Wertarbeit mit Eigensinn – Deluxe-Version empfohlen
Erster Eindruck: Ein Tanzmonster mit viel Elektronik und gewaltigen Beats – auf jeden Fall interessant.
Die 15 Tracks sind allesamt sehr „fett“ instrumentiert und bis an die Schmerzgrenze „ausproduziert“ (und eben nicht „überproduziert“!). Das macht schon mehrere konzentrierte Durchläufe erforderlich, damit sich die Strukturen vollständig erschließen.
Dann aber bleiben sehr schnell die einzelnen Titel haften – die Trackreihung finde so gut gemacht, dass ich am zweiten Tag -ohne das wirklich angestrebt zu haben- die ganze Abfolge klar im Kopf hatte. ...und ich merke mir eigentlich schon lange fast gar nichts mehr...
Das liegt aber auch an den zum Teil recht eigenwilligen Kompositionen, auffälligen „Brüchen“ und extravaganten Arrangements. Von einem schnell oder „billig“ hingeschluderten Machwerk mit 08/15-Wegwerftiteln kann daher wirklich keine Rede sein.
Die Lady schafft es, innerhalb ihres Genres der Kunstform „Album“ einen nicht mehr für möglich gehaltenen Stellenwert (zurück) zu geben. Ich möchte damit keinesfalls sagen, dass kaum überragende Einzeltitel enthalten sind – viele Songs haben sogar ganz enorme Qualitäten; sie erschließen sich allerdings etwas später als dies beim üblichen „Radiofutter“ meist der Fall ist.
Musikalisch wagt sie –zum Glück- wieder mehr als auf „Born this Way“, das streckenweise doch etwas konventionell daher kam... Sie bleibt sich dennoch dabei treu – wer ihre mehrere Dutzend offiziell unveröffentlichten Tracks aus dem Internet kennt, der findet dort bereits einiges in der „Artpop-Richtung“.

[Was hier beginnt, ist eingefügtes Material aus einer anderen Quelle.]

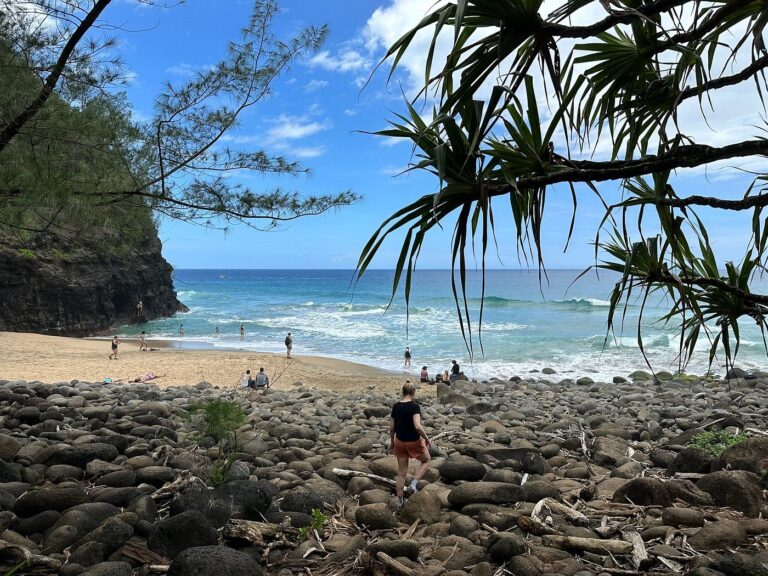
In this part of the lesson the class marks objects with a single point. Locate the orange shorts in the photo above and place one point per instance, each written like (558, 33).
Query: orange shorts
(410, 449)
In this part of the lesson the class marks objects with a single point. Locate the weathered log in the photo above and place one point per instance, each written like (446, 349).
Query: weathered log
(640, 557)
(573, 515)
(533, 527)
(256, 532)
(398, 567)
(352, 473)
(594, 545)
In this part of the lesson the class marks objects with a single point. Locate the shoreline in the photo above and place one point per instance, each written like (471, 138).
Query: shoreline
(36, 357)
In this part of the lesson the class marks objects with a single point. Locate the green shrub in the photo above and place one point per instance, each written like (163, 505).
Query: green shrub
(319, 520)
(218, 419)
(716, 442)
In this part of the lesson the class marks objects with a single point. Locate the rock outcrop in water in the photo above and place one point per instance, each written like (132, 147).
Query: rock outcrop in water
(70, 291)
(535, 477)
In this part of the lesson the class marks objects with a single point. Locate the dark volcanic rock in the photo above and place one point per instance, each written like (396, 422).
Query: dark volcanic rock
(59, 498)
(180, 532)
(83, 294)
(735, 488)
(461, 469)
(213, 561)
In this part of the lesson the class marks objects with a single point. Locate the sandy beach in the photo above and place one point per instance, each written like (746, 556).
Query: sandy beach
(55, 359)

Obwohl mir das neue Katy Perry-Album auch gut gefällt, wurde mir sehr schnell klar, wie viel aufregender, wagemutiger und vielschichtiger „Artpop“ demgegenüber geraten ist. Große Leistung!

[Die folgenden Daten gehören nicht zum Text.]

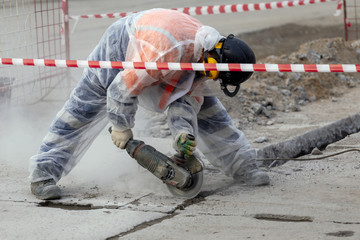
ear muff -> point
(213, 74)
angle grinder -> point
(183, 177)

Zur Deluxe-Version: Ein gut einstündiger Live-Auftritt beim i-Tunes-Festival, auf dem 8 brandneue Lieder pompös inszeniert dargebracht werden (Wer macht schon so etwas, wenn er kurz danach eine Tour ausverkaufen will?) lohnt auf jeden Fall die paar Euro mehr. Die etwas langatmigen Pausen und teils nichtssagenden und pathostriefenden Ansprachen ans Publikum sehe ich ihr dabei gerne nach – das Mädel ist gerade einmal 27 und schließlich keine Berufspolitikerin.

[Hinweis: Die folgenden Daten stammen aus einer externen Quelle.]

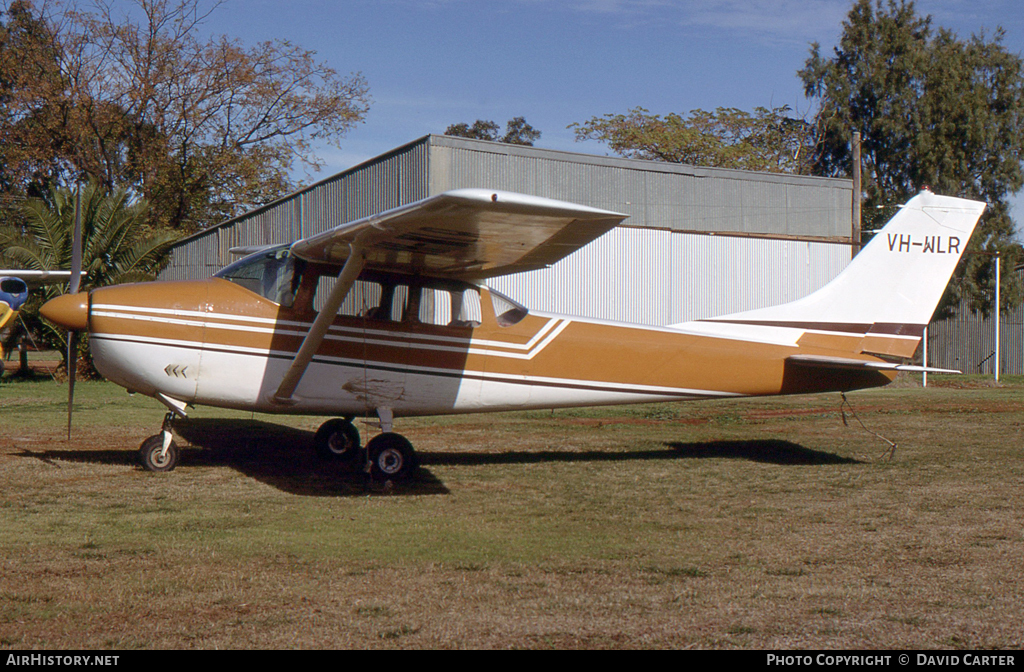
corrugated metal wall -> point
(384, 182)
(652, 270)
(654, 195)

Die DVD beweist, wie genial die Titel live funktionieren und dass dabei sehr wohl auch ihre Stimme gut zur Geltung kommt (also „trotz der vielen Elektronik“).
Mir gefällt weiterhin, dass dieses markante Produkt ein echtes Konzept, einen „roten Faden“ hat. Booklet, Cover, Texte – alles passt 1 a zusammen und vermittelt Authentizität und Echtheit - also genau das Gegenteil von dem, was man dieser Frau so gerne vorwirft:
In den Texten fasst sie wieder heiße Eisen an, z. B. sexuelle Freiheit und Befreiung („Venus“, als Single-Auskoppelung angedacht (!), erzählt z. B. vom weiblichen Orgasmus), Beziehungsrollen, elitäre Dekadenz oder auch Drogen – das alles ohne „Schwarz-weiß“ oder „Gut-böse“-Schema, sondern eher assoziativ und teils recht derb und sperrig, ohne proklamierte „Wahrheiten“ oder „Lösungen“. Ich wünsche mir, dass sie noch lange den viel beachteten Stachel im Bauchfett dieses tumben und paranoiden Landes spielt, dessen Subkultur und „Outlaws“ man so sehr verehren kann, während einem der dort herrschende „Mainstream“ (egal ob in Wirtschaft, Politik oder Gesellschaft) schier den Magen umdrehen kann.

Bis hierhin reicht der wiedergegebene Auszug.